А у принца Догешти оказались свои интересы — его завлекли в клуб таких же, как и он, книжных персонажей, у которых не было живых прототипов, они явились детищем абсолютного вымысла и самой разнузданной спонтанной фантазии. Это был очень большой по численности клуб, с удивлением увидел Догешти в нем весь пантеон античных гомеровских богов и героев, от Афродиты до Язона, также и Данта с Вергилием, Дафниса и Хлою, Гаргантюа и Пантагрюэля, дона Кишота и Санчо Пансу, Петра и Февронию, Ромео и Джульетту, Тристана и Изольду, Руслана и Людмилу, Тахира и Зухру, Шамана и Венеру, Попрыгунью и Стрекозу, Иозефа К., С. Гулливера, К. Робинзона, Синдбада М., Шехерезаду, Лизу, Линду, Татьяну, Анжелику, Кармен, Юлу, Геллу, Скарлетт…ия — и так далее.
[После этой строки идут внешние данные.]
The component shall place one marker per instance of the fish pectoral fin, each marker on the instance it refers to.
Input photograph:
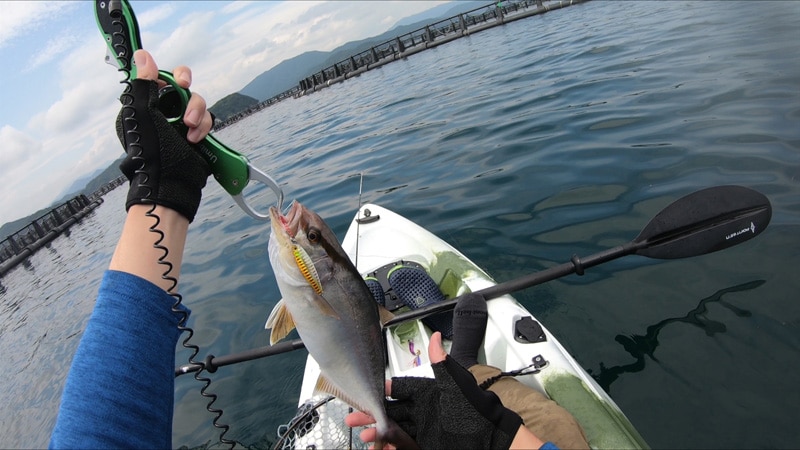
(325, 385)
(385, 314)
(280, 321)
(325, 307)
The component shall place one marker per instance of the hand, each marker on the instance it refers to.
(450, 411)
(162, 166)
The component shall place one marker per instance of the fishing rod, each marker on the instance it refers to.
(703, 222)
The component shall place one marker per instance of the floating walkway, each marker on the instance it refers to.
(25, 242)
(403, 46)
(430, 36)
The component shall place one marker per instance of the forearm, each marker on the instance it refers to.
(119, 392)
(136, 251)
(525, 439)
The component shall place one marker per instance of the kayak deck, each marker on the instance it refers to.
(382, 237)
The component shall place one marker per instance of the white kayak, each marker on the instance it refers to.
(378, 238)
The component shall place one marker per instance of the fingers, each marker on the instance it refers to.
(183, 75)
(370, 434)
(358, 419)
(146, 68)
(436, 351)
(197, 118)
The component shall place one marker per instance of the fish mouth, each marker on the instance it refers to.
(289, 223)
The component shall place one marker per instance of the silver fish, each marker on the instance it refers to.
(326, 299)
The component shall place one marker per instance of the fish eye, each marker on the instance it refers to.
(313, 235)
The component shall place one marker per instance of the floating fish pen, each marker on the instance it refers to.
(430, 36)
(19, 246)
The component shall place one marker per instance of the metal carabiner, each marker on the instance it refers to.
(257, 175)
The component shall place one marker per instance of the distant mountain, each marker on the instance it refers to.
(231, 105)
(284, 76)
(288, 73)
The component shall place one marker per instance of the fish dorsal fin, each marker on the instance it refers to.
(325, 385)
(280, 321)
(385, 314)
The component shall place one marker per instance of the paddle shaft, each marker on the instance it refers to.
(211, 363)
(703, 222)
(575, 265)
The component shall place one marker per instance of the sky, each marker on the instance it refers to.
(59, 98)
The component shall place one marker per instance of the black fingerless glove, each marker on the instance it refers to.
(451, 411)
(162, 167)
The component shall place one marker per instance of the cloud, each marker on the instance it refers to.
(17, 147)
(22, 17)
(53, 49)
(152, 17)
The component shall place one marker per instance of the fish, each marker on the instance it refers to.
(334, 312)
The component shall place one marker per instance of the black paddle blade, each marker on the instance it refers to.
(704, 222)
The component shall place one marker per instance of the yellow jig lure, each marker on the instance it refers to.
(306, 267)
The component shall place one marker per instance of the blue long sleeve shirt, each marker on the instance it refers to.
(120, 387)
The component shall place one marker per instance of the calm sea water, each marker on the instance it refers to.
(556, 135)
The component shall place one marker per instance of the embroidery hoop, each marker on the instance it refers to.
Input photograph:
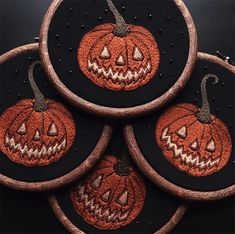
(113, 112)
(175, 219)
(69, 177)
(165, 184)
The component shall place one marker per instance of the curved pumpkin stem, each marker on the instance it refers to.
(40, 102)
(204, 116)
(121, 29)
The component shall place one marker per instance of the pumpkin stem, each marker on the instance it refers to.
(40, 102)
(121, 29)
(204, 116)
(122, 167)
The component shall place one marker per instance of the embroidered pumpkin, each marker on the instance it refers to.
(36, 132)
(112, 196)
(192, 139)
(119, 56)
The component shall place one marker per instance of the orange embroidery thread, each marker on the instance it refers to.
(36, 132)
(192, 139)
(119, 56)
(112, 196)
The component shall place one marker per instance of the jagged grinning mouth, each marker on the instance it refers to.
(185, 158)
(35, 153)
(119, 76)
(96, 210)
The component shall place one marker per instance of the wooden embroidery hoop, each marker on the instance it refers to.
(175, 219)
(111, 111)
(155, 177)
(74, 174)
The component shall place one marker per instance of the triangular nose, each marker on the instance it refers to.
(120, 60)
(97, 182)
(137, 55)
(53, 130)
(22, 129)
(123, 198)
(105, 54)
(182, 132)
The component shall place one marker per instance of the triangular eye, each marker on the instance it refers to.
(36, 136)
(120, 60)
(105, 54)
(211, 146)
(123, 198)
(137, 54)
(106, 195)
(194, 145)
(97, 182)
(22, 129)
(53, 131)
(182, 132)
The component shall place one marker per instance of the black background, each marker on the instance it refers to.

О, список имен никогда не рождавшихся на земле, но широко известных среди людей мужчин и женщин мог быть продолжен бесконечно — столь много выстроилось вокруг принца Догешти убедительных фигур, что он наконец-то воспрянул духом и расстался с чувством некой неуверенности в себе, вызванной грустным фактом своего изначального небытия. Осознавая, что его материальность составлена всего из нескольких сотен слов русского языка, использованных в романе для создания его образа, деликатный принц сомневался в подлинности своей онтологической аккредитации в мире людей, в котором детерминизм их собственного феномена, самовольно объективированный, так сказать, их же собственным интеллектом, иронически-релятивно парафразировал к известному оксюмороническому пассажу: вечная жизнь. Как так — «вечная»? — дивился робкий принц, если «жизнь» — то как она может быть вечной? — сомневался он, ведь жизнь — это и есть что-то невечное. Мне не нужна такая вечная жизнь, это ужас какой-то, рассуждал принц Догешти, ведь я как Слово был при Боге, а потом сам не знаю как выпал в жизнь. Но я хочу вернуться обратно! Для меня состояние словесного добытия гораздо дороже, чем мое нынешнее небытие в мире существующих ненастоящих человеков.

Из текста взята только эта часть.